Select Page

I was not much more than a toddler, exploring the backyard. I was a stones’ throw away from our garden, where Dad was no doubt trying to hoe his row to the end. But his work would have to wait when I announced my latest, neatest, coolest discovery: “Look, Daddy! A baby snake!”

I see myself staring down, slack-jawed, marveling at the magical, wriggling copperhead in front of my little sneakers. I decided instantly that the wisest course of action was to grab him before he got scared and tried to slither away.

I never even saw Dad coming.

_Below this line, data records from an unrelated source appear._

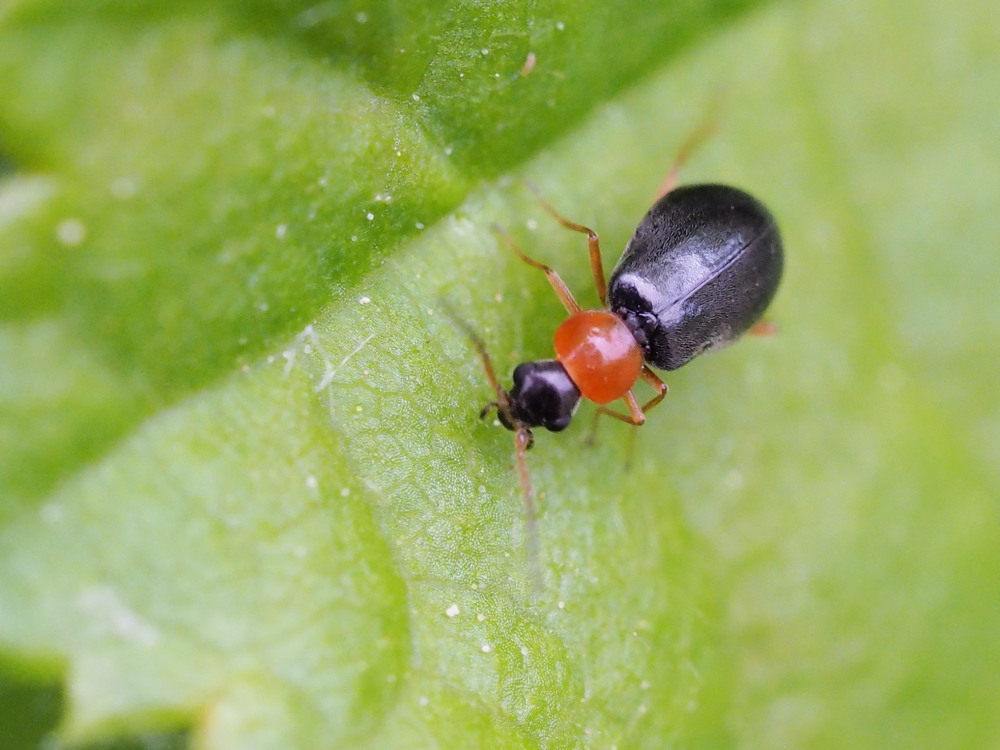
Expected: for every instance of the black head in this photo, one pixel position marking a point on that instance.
(543, 396)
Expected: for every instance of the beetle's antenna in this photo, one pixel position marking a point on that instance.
(702, 132)
(523, 441)
(503, 400)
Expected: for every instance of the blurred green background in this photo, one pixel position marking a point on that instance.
(245, 501)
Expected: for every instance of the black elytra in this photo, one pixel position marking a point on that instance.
(700, 270)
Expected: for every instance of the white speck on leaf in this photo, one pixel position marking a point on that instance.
(51, 512)
(71, 232)
(123, 188)
(109, 614)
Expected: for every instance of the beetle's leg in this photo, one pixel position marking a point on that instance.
(654, 380)
(637, 414)
(697, 137)
(763, 328)
(634, 417)
(593, 244)
(558, 285)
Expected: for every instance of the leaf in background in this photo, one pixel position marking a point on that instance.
(244, 488)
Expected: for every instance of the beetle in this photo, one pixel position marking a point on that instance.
(699, 272)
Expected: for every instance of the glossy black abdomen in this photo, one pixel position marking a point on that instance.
(701, 269)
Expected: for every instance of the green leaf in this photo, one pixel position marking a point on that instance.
(246, 501)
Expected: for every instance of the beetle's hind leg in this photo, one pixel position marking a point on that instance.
(636, 414)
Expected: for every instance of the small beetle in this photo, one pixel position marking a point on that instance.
(700, 271)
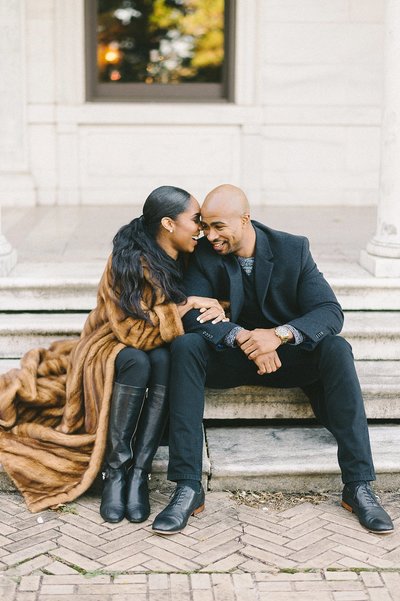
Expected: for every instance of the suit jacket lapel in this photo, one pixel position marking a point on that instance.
(236, 285)
(263, 267)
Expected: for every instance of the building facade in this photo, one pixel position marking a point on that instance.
(303, 125)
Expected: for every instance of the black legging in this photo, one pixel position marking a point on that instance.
(142, 369)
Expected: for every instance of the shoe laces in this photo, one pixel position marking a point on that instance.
(176, 496)
(368, 496)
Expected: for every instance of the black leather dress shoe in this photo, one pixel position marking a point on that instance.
(184, 503)
(360, 499)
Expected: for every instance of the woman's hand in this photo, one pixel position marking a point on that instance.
(210, 309)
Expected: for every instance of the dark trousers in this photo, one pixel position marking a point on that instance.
(327, 375)
(142, 369)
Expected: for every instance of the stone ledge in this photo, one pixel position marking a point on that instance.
(292, 459)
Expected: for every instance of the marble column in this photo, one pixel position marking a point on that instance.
(8, 255)
(382, 256)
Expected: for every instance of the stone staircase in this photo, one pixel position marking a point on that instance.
(284, 449)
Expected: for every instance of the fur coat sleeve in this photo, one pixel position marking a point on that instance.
(54, 409)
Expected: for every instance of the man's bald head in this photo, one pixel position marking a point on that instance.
(225, 216)
(227, 199)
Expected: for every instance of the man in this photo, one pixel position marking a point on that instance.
(284, 321)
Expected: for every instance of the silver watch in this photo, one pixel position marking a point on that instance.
(284, 333)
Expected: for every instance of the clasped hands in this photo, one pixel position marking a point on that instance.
(260, 346)
(210, 309)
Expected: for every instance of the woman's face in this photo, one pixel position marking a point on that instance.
(186, 228)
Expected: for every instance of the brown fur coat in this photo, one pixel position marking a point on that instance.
(54, 409)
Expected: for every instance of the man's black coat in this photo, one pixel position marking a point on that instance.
(290, 289)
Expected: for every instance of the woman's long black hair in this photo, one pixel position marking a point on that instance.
(136, 242)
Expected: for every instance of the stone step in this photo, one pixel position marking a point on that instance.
(373, 335)
(69, 286)
(292, 459)
(380, 383)
(270, 458)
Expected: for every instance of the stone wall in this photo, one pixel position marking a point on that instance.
(304, 129)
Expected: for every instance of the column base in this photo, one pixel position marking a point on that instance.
(380, 267)
(7, 262)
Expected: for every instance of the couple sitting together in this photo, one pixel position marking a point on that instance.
(158, 335)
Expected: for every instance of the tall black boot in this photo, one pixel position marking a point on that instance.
(148, 435)
(126, 404)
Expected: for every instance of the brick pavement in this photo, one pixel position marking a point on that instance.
(230, 552)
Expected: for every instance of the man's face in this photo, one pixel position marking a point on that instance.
(224, 232)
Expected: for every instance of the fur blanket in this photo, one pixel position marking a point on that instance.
(54, 409)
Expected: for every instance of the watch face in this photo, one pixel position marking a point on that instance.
(282, 331)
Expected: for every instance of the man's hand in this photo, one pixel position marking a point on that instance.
(210, 309)
(267, 363)
(257, 342)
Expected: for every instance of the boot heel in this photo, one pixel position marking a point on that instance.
(199, 509)
(348, 507)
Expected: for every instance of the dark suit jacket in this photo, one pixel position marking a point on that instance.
(290, 289)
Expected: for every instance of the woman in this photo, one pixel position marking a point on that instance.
(58, 411)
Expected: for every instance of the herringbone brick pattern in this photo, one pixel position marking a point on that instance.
(229, 552)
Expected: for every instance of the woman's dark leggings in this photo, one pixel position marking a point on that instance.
(142, 369)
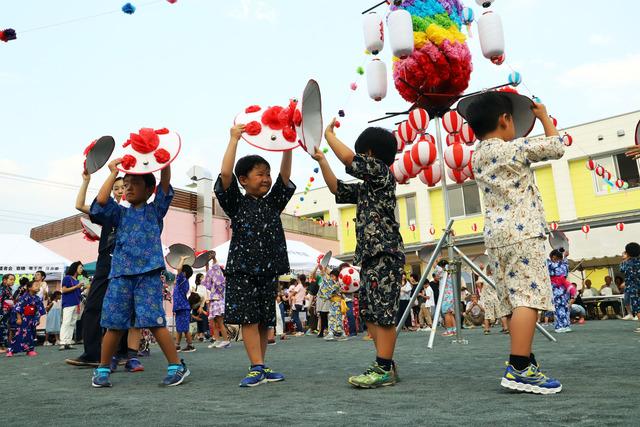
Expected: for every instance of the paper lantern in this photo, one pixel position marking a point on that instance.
(431, 175)
(457, 156)
(400, 144)
(373, 32)
(406, 132)
(400, 27)
(467, 15)
(491, 36)
(467, 134)
(452, 121)
(377, 80)
(419, 119)
(423, 153)
(456, 176)
(515, 78)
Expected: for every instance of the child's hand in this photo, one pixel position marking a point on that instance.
(114, 163)
(330, 129)
(540, 111)
(236, 131)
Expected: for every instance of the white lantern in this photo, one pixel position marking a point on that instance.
(400, 33)
(377, 80)
(373, 32)
(491, 35)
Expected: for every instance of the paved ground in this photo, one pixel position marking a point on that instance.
(452, 384)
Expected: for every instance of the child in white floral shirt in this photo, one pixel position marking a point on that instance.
(515, 224)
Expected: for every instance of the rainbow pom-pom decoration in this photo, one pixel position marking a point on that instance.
(441, 62)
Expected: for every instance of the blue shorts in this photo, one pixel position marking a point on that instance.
(182, 319)
(134, 301)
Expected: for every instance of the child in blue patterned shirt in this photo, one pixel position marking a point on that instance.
(134, 296)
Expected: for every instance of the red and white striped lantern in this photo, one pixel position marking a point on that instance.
(452, 121)
(423, 153)
(406, 132)
(453, 138)
(457, 156)
(400, 144)
(467, 134)
(456, 176)
(419, 119)
(432, 175)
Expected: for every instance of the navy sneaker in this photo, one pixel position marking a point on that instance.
(101, 377)
(176, 374)
(134, 365)
(256, 376)
(271, 376)
(530, 380)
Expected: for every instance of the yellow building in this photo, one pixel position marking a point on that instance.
(573, 196)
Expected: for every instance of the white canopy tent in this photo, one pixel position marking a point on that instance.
(302, 257)
(20, 254)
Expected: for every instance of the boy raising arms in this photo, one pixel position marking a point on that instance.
(258, 249)
(379, 249)
(515, 225)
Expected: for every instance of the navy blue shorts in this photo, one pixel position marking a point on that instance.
(134, 301)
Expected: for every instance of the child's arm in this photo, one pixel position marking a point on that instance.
(82, 193)
(229, 159)
(105, 191)
(344, 153)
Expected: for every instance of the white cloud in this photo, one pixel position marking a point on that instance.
(254, 10)
(613, 74)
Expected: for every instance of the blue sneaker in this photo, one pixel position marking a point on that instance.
(101, 377)
(134, 365)
(271, 376)
(256, 376)
(530, 380)
(176, 374)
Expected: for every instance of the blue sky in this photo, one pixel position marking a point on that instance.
(194, 65)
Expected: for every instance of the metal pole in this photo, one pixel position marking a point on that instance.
(425, 276)
(490, 282)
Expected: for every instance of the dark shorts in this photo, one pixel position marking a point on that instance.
(182, 318)
(134, 301)
(380, 288)
(250, 299)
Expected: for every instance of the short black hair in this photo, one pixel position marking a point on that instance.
(483, 113)
(245, 164)
(632, 249)
(187, 271)
(381, 142)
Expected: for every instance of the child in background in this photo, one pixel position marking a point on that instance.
(630, 267)
(558, 271)
(28, 311)
(258, 249)
(134, 296)
(515, 224)
(379, 249)
(182, 307)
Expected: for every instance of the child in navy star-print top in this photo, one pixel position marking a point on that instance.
(258, 250)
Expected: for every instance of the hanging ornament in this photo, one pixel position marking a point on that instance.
(419, 119)
(452, 121)
(515, 78)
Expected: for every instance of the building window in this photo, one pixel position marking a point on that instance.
(411, 209)
(464, 200)
(622, 167)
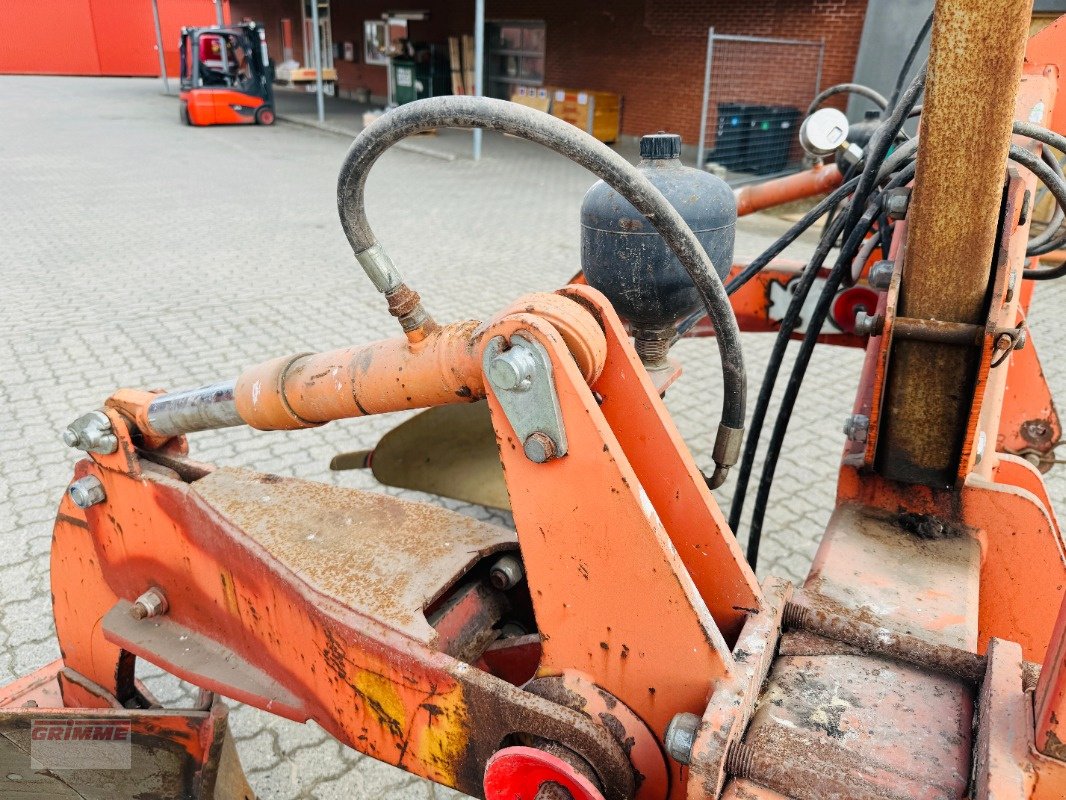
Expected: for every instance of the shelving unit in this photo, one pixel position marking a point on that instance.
(514, 56)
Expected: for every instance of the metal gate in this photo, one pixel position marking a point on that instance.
(756, 91)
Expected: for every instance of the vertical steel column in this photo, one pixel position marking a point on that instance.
(479, 65)
(975, 60)
(317, 48)
(707, 98)
(159, 46)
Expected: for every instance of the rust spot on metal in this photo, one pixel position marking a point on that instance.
(926, 526)
(378, 555)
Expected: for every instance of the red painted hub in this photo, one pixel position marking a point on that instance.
(516, 773)
(849, 302)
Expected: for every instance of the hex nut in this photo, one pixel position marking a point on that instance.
(93, 433)
(86, 492)
(512, 370)
(869, 324)
(857, 427)
(881, 275)
(681, 736)
(506, 573)
(538, 447)
(150, 604)
(897, 202)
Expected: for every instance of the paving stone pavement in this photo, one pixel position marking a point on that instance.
(136, 252)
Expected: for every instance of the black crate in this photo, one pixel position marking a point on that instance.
(731, 133)
(773, 129)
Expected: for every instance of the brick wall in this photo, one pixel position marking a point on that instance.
(649, 51)
(652, 51)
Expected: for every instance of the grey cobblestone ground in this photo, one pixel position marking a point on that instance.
(135, 252)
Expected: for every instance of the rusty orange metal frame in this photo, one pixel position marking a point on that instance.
(927, 606)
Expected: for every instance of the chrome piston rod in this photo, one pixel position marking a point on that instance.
(202, 409)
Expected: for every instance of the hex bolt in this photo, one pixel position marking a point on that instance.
(512, 370)
(92, 432)
(86, 492)
(881, 275)
(681, 736)
(897, 202)
(857, 427)
(150, 604)
(869, 324)
(506, 573)
(538, 447)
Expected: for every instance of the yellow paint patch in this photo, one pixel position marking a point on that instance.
(441, 739)
(229, 592)
(383, 700)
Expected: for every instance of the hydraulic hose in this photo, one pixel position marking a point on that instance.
(908, 62)
(855, 221)
(1046, 242)
(1058, 189)
(852, 89)
(580, 147)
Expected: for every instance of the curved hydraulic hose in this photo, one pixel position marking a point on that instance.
(855, 221)
(803, 358)
(852, 89)
(1046, 242)
(908, 62)
(563, 138)
(1058, 189)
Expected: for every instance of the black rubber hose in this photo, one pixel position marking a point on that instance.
(876, 149)
(851, 89)
(580, 147)
(789, 322)
(1051, 139)
(1058, 189)
(803, 360)
(908, 62)
(1046, 242)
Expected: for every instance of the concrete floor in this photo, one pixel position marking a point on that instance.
(138, 252)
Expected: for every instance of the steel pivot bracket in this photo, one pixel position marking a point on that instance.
(521, 377)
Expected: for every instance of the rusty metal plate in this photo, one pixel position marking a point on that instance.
(870, 566)
(450, 451)
(378, 555)
(861, 726)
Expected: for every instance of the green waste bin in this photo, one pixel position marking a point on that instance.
(404, 83)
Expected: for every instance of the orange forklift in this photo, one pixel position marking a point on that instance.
(227, 77)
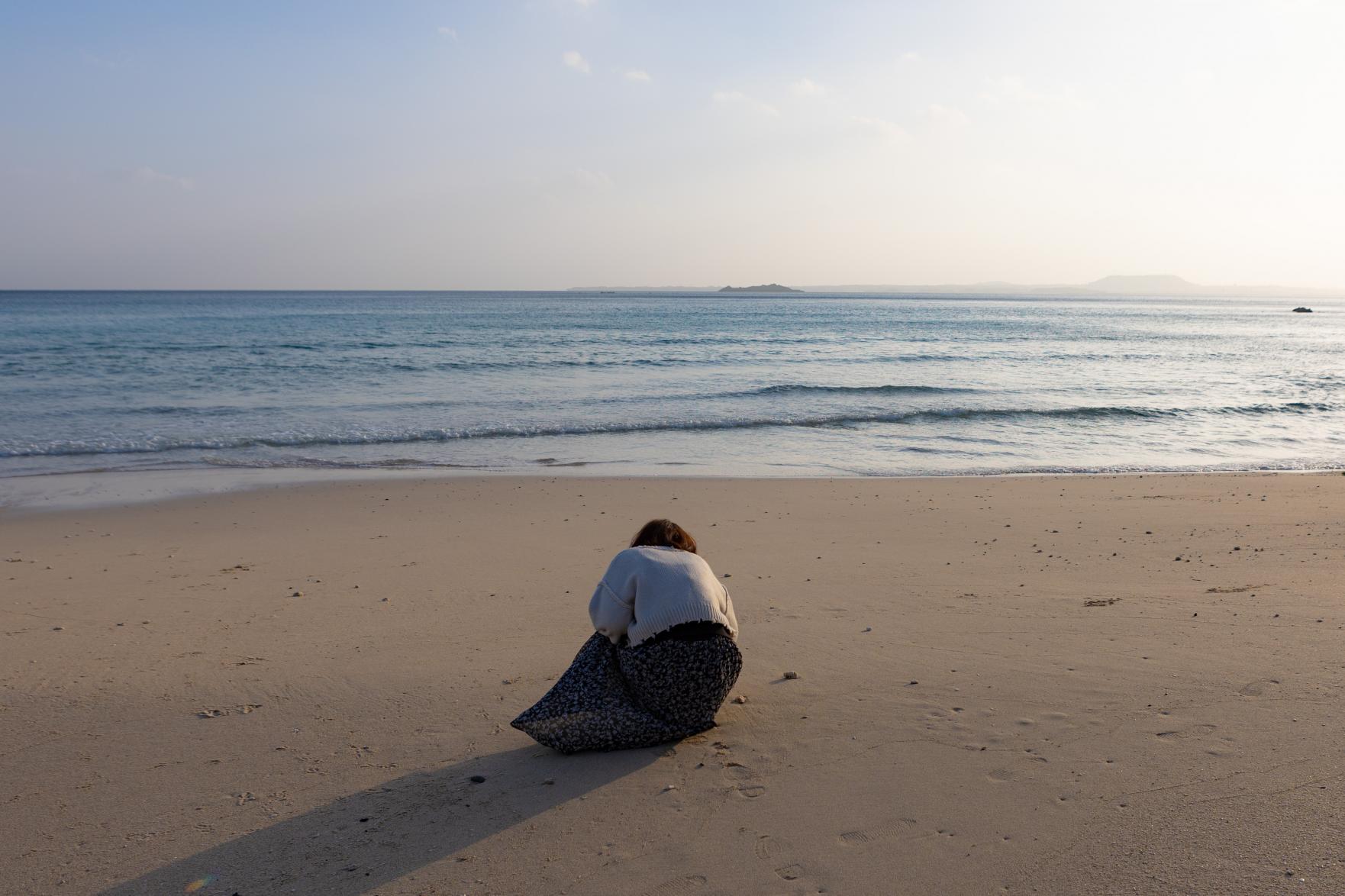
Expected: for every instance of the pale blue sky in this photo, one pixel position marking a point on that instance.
(557, 143)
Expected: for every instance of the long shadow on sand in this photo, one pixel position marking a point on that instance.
(365, 840)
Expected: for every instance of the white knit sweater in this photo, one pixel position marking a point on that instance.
(650, 589)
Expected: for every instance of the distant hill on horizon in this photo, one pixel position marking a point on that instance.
(768, 287)
(1157, 285)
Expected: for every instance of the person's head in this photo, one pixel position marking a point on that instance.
(663, 533)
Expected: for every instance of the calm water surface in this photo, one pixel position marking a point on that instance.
(669, 384)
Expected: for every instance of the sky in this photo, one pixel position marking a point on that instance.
(540, 144)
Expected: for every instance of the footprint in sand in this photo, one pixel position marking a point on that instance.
(768, 846)
(1258, 688)
(679, 885)
(887, 830)
(1195, 731)
(744, 781)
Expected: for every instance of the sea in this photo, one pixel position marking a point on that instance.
(666, 384)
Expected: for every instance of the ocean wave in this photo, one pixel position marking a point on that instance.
(153, 444)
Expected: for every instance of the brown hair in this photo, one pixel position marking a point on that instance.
(663, 533)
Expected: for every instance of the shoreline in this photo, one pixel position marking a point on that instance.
(58, 492)
(1002, 682)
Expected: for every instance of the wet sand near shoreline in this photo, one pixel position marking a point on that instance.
(1055, 685)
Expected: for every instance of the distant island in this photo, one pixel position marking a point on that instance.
(1154, 285)
(769, 287)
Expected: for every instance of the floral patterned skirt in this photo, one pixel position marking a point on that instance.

The hoe swiftly came down, the snake went in two different directions, and any designs I had on adding him to my pet collection were chopped into lifelessness.

Whether copperhead or cobra, it strains the brain to imagine the small hands of a child reaching down to pick one up while a parent looks on, saying nothing except, “Son, when you get done playing with that one, check out the fangs on this viper over here!”

But that’s what Isaiah 11:6-8 describes:

“The wolf will live with the lamb,
the leopard will lie down with the goat,
the calf and the lion and the yearling together;
and a little child will lead them.
The cow will feed with the bear,
their young will lie down together,
and the lion will eat straw like the ox.
The infant will play near the cobra’s den,
and the young child will put its hand into the viper’s nest.”

It is just as mind-bending to imagine a news cycle that fails to mention harming or destroying, unrighteousness and injustice. We live in a world that seems unstruck by the rod of his mouth, where the wicked do their devilish work, unslain (cf. 11:4). Isaiah tries to transport us to a world where all of that is no more.

People can be “destroyed for lack of knowledge” (Hos. 4:6). And not knowing God is the fastest way to dismantle your life. Maybe that’s why the wonderful, peaceful world Isaiah envisions is one in which the whole earth has jumped off the high dive and plunged down deep into an ocean of truly knowing God.